An inspector with Sussex Police has been dismissed for having improper relationships with vulnerable women.

Jan 28, 2020
By Tony Thompson

A misconduct hearing heard that Inspector Tony Lumb had formed “inappropriate relationships” with several vulnerable women and acted inappropriately on several occasions between 2002 and 2016, when he engaged in sexual activity while on duty. One of the women was the victim of a hate crime while another was an offender who had been issued with a caution.

Insp Lumb, who had served at Sussex Police for 27 years, asked for the hearing to be held in private, but his request was refused as this would have meant that details of the allegations against him would have been kept from the public.

The allegations first came to light in 2017, leading to Insp Lumb’s suspension from the force.

The case was referred to the Independent Office of Police Conduct (IOPC) for a full investigation. In 2018, the IOPC subsequently directed Sussex Police to progress a gross misconduct hearing following a review by the Crown Prosecution Service (CPS).

The CPS concluded that there was no criminal case to answer, but it was then subject to a further review following a victim’s right to appeal. The appeal was not upheld, at which point Sussex Police commenced arrangements for the misconduct hearing.

Insp Lumb faced allegations that he had breached standards of professional behaviour in respect of authority, respect and courtesy; duties and responsibilities; and discreditable conduct. He did not appear at the hearing at Sussex Police headquarters in Lewes on Friday (January 24).

The panel found the majority of the allegations proven but said there was insufficient evidence in respect of one of the women he was alleged to have had an inappropriate relationship with.

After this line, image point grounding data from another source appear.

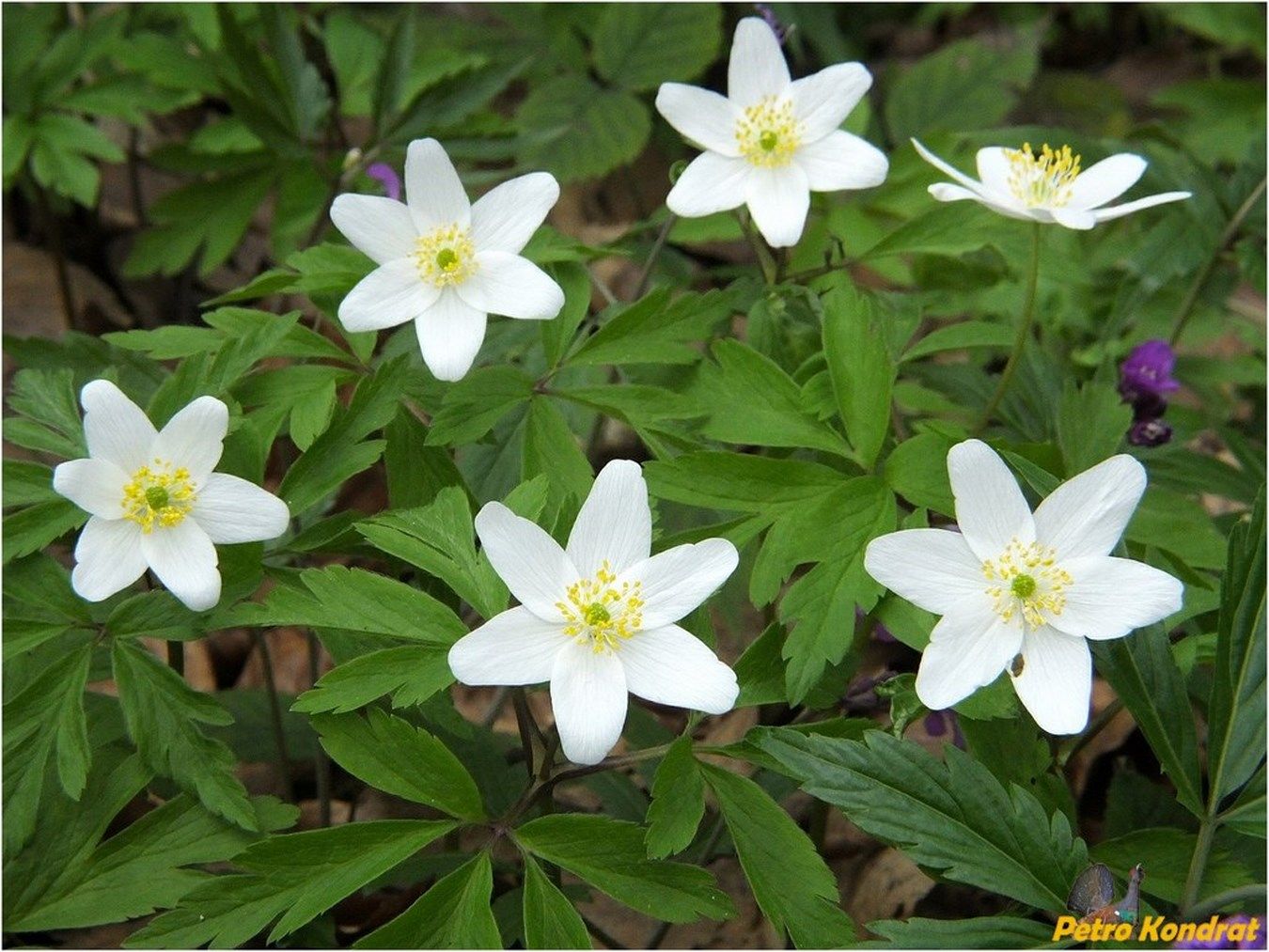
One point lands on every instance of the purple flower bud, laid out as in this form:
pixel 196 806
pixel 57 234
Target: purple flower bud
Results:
pixel 386 174
pixel 1150 433
pixel 1148 371
pixel 769 17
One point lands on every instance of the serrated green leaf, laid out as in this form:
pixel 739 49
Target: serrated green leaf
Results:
pixel 609 854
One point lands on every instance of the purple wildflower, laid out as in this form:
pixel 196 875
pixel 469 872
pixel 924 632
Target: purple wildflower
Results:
pixel 1150 433
pixel 1148 372
pixel 386 174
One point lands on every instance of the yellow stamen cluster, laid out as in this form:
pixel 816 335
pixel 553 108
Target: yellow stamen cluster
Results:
pixel 159 494
pixel 1044 179
pixel 601 612
pixel 446 256
pixel 768 133
pixel 1026 580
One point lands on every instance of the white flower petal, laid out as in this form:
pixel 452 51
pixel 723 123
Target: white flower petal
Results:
pixel 195 437
pixel 757 66
pixel 107 558
pixel 700 116
pixel 840 160
pixel 1119 211
pixel 505 217
pixel 993 165
pixel 431 188
pixel 673 666
pixel 778 199
pixel 184 560
pixel 231 509
pixel 1105 180
pixel 511 286
pixel 376 226
pixel 526 558
pixel 588 694
pixel 822 101
pixel 93 485
pixel 932 569
pixel 976 187
pixel 711 183
pixel 449 336
pixel 1109 597
pixel 968 648
pixel 1073 218
pixel 1056 681
pixel 116 428
pixel 513 648
pixel 615 523
pixel 1089 511
pixel 682 578
pixel 990 509
pixel 391 295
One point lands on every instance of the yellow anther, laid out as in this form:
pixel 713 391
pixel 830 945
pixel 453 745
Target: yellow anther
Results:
pixel 446 256
pixel 159 495
pixel 768 133
pixel 1044 179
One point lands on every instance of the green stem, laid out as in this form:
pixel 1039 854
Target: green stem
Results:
pixel 1198 866
pixel 1025 328
pixel 1231 231
pixel 1212 904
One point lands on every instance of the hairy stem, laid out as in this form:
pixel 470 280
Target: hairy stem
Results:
pixel 1025 328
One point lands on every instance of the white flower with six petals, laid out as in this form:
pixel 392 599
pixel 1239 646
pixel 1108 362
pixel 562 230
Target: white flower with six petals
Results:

Clare Harrington, who chaired the panel, said: “We are without doubt that his conduct does amount to gross misconduct. His behaviour fell well below the standards which are rightly to be expected of officers generally, and also those of his rank.”

One victim, Nicola Brookes, 52, waived her right to anonymity. She suffers with Crohn’s disease and met Insp Lumb after being the victim of a disability hate crime, the panel was told.

She welcomed Lumb’s dismissal but said she will continue to pursue a civil claim against Sussex Police. She told the news agency PA Media: “It has been a long, painful three years. I knew I was right. I feel like I was the one who has been on trial for three years. For me it goes on, so I haven’t got closure yet.”

Chief Superintendent Lisa Bell, head of professional standards at Sussex Police said: “Tony Lumb’s behaviour is a violation of the trust that the public put in the police to serve and protect them.

“He has let down victims and his colleagues who carry out an enormous amount of good work with victims of serious offences every day. He has let down Sussex Police, the people of Sussex and vulnerable victims who must be able to trust those they turn to for help.

“For any member of the police service to pursue a sexual or improper relationship with a member of the public by using their role to gain an advantage is an abuse of their position and a form of serious corruption.”

Sarah Green, director at the End Violence Against Women Coalition, added: “Police officers are in a unique position of trust and of necessity work closely with women at times when they are vulnerable. Mr Lumb’s predatory conduct shames him and his force. We need a strong message of zero tolerance of this behaviour from police leaders.”